Kyle Ellison hasn’t worn pink since Cam left the Roc.
We’re now ten months into 2014 and the only Cash Money record you can buy in stores is the ironically titled Young Money compilation, Rise of an Empire. Tha Carter V is missing in action, The Pinkprint has been pushed back again and Tyga is being kept in captivity despite managing to convince Kanye to executive produce his album. Meanwhile, Busta parted ways with the label this summer and Mystikal joined him shortly after, leaving DJ Khaled, Euro and Limp Bizkit to hold the fort. Where art thou Gudda Gudda?

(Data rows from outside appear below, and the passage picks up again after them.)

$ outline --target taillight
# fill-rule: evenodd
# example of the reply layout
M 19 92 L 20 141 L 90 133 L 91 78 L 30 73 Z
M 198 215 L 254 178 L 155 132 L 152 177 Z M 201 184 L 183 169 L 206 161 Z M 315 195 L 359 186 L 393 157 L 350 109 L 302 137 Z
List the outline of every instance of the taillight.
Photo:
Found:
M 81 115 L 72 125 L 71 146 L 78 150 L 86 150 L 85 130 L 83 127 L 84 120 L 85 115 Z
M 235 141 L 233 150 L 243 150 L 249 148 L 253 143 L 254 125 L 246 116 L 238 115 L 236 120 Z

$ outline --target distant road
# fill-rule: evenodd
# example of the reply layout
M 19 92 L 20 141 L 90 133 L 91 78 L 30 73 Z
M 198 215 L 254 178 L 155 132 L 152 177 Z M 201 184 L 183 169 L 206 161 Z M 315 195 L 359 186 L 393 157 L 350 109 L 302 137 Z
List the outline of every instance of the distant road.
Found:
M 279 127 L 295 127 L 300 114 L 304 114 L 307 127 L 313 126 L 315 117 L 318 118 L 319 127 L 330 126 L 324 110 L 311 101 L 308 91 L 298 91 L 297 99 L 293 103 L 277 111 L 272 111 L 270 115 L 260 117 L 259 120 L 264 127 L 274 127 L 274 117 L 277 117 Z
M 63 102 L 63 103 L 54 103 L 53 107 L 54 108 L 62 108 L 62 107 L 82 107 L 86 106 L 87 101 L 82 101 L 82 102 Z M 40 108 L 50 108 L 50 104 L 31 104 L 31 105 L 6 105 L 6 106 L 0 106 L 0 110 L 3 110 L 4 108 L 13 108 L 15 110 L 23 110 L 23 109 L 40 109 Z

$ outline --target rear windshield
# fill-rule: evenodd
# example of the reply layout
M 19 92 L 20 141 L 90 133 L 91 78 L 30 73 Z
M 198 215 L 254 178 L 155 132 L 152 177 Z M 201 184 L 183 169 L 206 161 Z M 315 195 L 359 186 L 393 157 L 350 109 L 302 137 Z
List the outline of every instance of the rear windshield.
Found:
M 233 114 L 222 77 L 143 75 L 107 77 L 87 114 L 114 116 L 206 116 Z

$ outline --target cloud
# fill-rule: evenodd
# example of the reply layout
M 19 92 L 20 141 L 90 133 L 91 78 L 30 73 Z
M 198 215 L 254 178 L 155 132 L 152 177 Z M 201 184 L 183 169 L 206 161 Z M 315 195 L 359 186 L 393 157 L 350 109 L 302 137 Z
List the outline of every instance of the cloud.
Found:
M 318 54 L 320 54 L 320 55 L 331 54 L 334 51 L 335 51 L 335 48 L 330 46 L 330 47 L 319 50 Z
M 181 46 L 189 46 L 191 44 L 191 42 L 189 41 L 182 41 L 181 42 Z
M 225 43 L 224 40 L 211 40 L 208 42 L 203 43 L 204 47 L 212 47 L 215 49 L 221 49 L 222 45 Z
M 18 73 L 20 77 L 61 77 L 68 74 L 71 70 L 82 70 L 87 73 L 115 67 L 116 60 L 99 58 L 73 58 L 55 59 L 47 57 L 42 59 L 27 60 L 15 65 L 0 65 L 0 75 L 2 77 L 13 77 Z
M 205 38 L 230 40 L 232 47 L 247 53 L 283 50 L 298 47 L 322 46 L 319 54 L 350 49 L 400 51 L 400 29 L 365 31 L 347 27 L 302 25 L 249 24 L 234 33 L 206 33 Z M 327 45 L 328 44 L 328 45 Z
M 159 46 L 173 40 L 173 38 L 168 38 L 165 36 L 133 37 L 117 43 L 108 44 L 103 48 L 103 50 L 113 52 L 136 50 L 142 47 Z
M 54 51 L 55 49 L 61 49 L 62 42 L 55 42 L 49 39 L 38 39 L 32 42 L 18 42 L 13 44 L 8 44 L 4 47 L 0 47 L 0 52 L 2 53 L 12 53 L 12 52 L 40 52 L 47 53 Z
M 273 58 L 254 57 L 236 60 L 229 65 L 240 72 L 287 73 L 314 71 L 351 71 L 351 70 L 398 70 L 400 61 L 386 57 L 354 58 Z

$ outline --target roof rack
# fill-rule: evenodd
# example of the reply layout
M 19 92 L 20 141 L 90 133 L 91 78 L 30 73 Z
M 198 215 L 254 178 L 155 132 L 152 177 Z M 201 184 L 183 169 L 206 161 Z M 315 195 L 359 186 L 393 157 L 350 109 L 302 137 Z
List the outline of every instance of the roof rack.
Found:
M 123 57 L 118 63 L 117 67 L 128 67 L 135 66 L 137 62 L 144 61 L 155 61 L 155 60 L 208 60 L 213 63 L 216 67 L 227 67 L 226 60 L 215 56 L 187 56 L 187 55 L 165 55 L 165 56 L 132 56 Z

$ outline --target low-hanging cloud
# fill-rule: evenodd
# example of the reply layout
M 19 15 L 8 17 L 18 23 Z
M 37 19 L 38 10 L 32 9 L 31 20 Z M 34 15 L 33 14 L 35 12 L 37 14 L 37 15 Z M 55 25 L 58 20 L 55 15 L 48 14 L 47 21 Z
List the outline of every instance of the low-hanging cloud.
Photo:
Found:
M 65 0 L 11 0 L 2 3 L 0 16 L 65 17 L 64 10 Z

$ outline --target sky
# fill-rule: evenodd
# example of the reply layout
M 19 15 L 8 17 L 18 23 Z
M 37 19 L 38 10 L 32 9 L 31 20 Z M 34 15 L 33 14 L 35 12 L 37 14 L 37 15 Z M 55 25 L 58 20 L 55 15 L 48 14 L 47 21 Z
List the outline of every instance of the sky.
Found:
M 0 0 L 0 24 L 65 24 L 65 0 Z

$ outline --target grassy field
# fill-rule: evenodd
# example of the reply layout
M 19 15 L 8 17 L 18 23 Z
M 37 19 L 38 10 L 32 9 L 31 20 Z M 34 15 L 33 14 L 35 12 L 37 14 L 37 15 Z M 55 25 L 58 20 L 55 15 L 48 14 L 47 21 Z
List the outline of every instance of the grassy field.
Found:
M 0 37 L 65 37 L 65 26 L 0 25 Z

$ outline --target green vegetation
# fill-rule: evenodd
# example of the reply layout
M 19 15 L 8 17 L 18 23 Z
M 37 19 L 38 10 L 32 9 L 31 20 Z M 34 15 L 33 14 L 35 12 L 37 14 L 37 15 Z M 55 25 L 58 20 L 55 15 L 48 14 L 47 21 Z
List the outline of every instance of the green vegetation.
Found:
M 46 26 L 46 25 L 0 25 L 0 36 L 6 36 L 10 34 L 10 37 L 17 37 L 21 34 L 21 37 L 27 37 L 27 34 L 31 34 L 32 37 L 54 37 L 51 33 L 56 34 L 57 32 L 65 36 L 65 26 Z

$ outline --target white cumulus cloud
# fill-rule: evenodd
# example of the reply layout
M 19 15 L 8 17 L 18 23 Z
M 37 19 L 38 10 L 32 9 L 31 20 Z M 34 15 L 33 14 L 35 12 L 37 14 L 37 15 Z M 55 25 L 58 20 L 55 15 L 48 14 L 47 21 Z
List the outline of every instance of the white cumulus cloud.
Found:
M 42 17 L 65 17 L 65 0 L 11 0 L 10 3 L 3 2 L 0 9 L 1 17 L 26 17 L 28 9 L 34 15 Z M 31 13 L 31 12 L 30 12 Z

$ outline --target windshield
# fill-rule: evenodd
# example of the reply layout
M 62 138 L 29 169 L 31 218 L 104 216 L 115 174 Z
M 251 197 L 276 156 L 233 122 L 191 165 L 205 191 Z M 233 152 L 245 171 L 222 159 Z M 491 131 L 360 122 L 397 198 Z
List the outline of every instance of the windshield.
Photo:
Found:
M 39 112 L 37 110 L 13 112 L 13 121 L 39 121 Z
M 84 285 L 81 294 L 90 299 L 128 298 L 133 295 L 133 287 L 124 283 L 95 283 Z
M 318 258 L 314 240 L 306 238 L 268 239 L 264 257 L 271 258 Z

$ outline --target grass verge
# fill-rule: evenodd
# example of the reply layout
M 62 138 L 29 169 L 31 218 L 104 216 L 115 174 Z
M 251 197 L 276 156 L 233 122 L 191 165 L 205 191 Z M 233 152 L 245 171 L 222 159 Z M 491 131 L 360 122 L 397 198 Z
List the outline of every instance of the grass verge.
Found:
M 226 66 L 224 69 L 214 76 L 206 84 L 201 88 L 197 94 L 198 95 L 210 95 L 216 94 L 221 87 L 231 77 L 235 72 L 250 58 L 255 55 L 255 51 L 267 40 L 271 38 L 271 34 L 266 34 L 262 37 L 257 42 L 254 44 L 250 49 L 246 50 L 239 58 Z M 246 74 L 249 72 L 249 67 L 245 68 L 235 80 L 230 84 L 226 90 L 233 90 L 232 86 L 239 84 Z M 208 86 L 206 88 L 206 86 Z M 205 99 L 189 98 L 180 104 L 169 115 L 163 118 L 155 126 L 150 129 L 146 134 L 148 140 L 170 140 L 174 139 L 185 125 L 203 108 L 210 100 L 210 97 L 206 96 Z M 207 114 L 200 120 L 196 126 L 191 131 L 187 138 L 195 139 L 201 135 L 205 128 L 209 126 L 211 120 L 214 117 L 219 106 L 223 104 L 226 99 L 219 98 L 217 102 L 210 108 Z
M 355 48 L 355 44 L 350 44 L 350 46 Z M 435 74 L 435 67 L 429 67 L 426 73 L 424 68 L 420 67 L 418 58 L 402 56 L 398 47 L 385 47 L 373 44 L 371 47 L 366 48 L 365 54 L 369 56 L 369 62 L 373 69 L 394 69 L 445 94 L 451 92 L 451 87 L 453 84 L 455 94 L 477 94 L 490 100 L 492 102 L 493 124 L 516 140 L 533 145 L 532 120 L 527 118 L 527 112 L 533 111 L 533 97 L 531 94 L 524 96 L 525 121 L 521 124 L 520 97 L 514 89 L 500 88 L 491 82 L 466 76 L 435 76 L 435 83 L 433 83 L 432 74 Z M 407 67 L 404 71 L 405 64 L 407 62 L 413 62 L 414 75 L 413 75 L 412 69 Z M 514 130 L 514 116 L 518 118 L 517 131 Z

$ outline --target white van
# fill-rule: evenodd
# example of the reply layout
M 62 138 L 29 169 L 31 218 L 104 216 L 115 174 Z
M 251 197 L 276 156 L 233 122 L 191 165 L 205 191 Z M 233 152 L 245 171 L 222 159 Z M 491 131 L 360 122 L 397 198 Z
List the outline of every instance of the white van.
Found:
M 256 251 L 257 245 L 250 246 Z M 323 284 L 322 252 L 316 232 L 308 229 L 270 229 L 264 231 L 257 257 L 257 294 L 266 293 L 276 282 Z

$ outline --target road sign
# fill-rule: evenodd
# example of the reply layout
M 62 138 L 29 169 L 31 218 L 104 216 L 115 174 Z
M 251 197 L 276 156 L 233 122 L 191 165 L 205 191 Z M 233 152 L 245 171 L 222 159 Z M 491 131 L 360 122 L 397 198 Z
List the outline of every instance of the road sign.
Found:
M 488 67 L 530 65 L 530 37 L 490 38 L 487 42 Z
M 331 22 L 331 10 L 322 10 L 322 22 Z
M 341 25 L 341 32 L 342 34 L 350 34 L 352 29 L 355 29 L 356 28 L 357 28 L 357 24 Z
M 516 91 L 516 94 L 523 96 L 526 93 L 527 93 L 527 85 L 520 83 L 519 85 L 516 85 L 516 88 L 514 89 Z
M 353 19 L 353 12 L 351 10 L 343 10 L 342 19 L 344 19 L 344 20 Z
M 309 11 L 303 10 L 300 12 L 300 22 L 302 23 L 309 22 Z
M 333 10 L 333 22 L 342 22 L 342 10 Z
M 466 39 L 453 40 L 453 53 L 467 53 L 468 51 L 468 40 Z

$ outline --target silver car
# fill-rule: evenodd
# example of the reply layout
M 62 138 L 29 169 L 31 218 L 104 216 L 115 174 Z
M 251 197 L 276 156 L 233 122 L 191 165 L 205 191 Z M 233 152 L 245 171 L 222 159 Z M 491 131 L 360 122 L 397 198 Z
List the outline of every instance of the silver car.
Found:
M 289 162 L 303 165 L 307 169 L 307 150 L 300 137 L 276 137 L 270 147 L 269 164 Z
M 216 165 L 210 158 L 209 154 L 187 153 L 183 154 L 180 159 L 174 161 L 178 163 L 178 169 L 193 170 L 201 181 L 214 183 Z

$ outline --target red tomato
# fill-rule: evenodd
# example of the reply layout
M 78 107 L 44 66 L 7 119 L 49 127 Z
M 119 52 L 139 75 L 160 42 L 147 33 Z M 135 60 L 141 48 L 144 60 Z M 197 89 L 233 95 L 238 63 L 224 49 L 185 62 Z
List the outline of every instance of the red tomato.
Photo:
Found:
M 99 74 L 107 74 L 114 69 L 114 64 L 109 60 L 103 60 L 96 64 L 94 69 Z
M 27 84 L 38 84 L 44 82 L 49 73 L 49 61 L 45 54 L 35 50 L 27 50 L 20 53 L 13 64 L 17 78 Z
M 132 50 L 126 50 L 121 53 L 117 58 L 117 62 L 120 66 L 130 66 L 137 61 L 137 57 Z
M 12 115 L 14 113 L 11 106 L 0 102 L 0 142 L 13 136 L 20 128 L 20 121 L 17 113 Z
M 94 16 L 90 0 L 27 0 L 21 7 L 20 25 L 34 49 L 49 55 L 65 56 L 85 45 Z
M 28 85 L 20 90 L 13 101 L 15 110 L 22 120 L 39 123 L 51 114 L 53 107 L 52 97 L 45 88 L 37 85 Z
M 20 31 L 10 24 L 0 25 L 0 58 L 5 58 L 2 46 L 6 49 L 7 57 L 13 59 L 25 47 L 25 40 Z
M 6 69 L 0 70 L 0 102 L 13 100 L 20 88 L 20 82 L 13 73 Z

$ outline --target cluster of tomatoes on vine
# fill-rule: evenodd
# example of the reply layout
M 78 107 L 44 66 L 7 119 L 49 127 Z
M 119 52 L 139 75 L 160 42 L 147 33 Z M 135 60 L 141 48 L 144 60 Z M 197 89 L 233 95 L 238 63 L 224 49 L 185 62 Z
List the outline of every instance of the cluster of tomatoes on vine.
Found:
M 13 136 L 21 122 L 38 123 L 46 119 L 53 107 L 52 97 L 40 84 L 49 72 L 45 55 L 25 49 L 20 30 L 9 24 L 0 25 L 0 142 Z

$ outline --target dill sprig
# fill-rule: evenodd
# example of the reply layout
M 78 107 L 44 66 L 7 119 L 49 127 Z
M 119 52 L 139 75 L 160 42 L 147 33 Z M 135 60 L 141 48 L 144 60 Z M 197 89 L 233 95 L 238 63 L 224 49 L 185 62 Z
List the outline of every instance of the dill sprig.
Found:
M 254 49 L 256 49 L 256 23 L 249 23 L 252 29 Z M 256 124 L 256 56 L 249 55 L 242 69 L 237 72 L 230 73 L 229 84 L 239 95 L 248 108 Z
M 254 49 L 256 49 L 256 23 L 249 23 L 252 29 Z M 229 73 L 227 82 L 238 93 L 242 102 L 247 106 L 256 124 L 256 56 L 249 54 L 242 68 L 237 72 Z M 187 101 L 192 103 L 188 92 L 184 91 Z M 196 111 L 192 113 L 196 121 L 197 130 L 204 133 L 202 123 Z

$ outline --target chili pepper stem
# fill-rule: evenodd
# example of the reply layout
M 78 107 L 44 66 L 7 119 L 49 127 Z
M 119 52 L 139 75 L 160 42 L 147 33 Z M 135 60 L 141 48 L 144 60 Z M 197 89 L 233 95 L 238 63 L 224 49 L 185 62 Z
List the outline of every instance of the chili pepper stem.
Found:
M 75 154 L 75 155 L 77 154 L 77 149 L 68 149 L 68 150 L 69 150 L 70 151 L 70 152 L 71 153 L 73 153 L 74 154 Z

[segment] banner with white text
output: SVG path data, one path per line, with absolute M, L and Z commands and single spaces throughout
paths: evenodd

Sure enough, it was left to Sir Francis Drake to plug the holes in the sinking ship, but the three songs he dripped onto the internet last week had all the consistency of a raspberry liqueur. You may like raspberry liqueur, but it’s not much good for mending a leaky boat. Nicki Minaj’s “Only”, then, is the sound of the reinforcements being summoned. Wayne and Aubrey are here to complete rap’s most bankable trio and they’ve brought Chris Brown along for the ride as well – a man who could seemingly urinate gleefully into the expectant faces of his fanbase and continue to sell records by the metric ton. The song was produced by Dr Luke, whose medical credentials I’ve long since begun to doubt, but who remains a reliable hitmaker of mostly tedious hits.
Like the two before it, Nicki’s third Pinkprint single feels hopelessly cynical. “Pills and Potions” was an audaciously transparent bit of product placement barely disguised under a belting Katy Perry-like hook. “Anaconda”, whatever you make of its politics, saw Nicki’s focus so fiercely concentrated on spawning viral #content that she forgot to write a likeable song. Now there’s “Only”, which again fails to amount to a rap song you’d actually want to listen to, trading instead on the megalomaniacal notion that listeners are dying for the scoop on a Young Money ménage à trois. It’s everything you hated about playing ‘I Have Never’, except I’m not even drunk and Drake is in the room staring intensely at Nicki’s tits.
It’s hard to see what’s in this narrative for Drake, who – like in the video for “Anaconda” – is left rooted to his chair like an awkward George Michael Bluth, lusting after the cousin he can’t have. His verse is uncomfortably frank, and his weird boasts of rejection are complete with a line about his sexual preference for BBW girls who he can take for linguine. To be fair, Wayne’s part in this bizarrely constructed love triangle is not much better, but his verse at least quickly goes off topic before disintegrating into loose wordplay and blind threats. Chris Brown, meanwhile, sings something on the hook. It doesn’t appear to be related.
For Nicki’s part, she does a good job of stealing the power away from rap’s male stars, but her verse also disappoints. Overly familiar lyrical ideas have now been rehashed to the point of frustration (“These girls are my sons, John and Kate plus Eight”), while other punchlines miss the mark entirely (“These hoes couldn’t test me even if their name was pop quiz”). Nicki has ditched the characters, voices and the plasticity, but she hasn’t replaced it with anything to win over rap purists. Dr Luke’s’s beat lumbers on, threatening to throw in the towel at every turn. Remove Nicki’s celebrity from the lyrics and what are you left with? “Only” wants to be seen as a response to the prying eye of the media, but it’s practically catnip for gossip columnists.
I’ve come to accept by now that there’s a portion of Nicki’s output not aimed at me, but the problem is that this song probably is. “Only” is certainly the closest of the album’s three singles to the rappity-rap Minaj promised at the top of the year, but with a concept this cringe-inducing and a beat this mind-blowingly boring it never stood a chance. As great as they were, “Lookin Ass” and “Yasss Bish” are beginning to look firmly like pre-album material, while The Pinkprint is worryingly now 0 for 3.